All through the movie, he had tried to convince himself that he was a lone wolf, a man who didn’t care about anyone but himself. But he thought this despite evidence to the contrary. He cared about many people – he lost his heart to Neeli and then had it broken, he didn’t like that he fell in the estimation of his friend Rama, and he couldn’t abandon Gulabi to her miserable fate even if it meant learning to trust women again.
Narsingh came to realise that his identity was not just his Rajput heritage, his job as a taxi-driver, or his eternally scowling eyes. Identity is an evolving thing, a sum total of our experiences and our principles. Each day brings new experiences so how can identity be locked in stone?

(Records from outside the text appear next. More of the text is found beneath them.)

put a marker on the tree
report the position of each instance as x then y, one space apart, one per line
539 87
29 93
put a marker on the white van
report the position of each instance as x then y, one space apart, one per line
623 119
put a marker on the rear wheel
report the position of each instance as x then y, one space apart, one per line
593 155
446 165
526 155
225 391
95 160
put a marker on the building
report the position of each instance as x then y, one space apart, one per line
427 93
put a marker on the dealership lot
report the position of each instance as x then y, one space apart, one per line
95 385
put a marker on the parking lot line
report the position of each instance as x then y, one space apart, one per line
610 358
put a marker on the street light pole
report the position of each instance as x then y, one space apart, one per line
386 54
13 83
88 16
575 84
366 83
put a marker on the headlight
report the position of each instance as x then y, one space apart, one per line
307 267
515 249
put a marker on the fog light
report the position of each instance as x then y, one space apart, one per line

Though he may have tried to put a seal on it, eventually Narsingh had to acknowledge he cared about other people, including those he met only recently. They also made him feel good about himself, something he never expected. To remain stubbornly boxed in by only a few early indications of who we are meant to be is to sin against oneself. To evolve and uncover our own identity is one of the blessings of life itself.
Our identity is not something we can consciously determine. We can only try to examine it, accept it, and where it causes pain to ourselves or others, change it. It took some rather desperate events in Narsingh’s life to realise this, but then to see him finally learn to love himself for the resilient, tender, caring person he is – that is the really reward of the journey.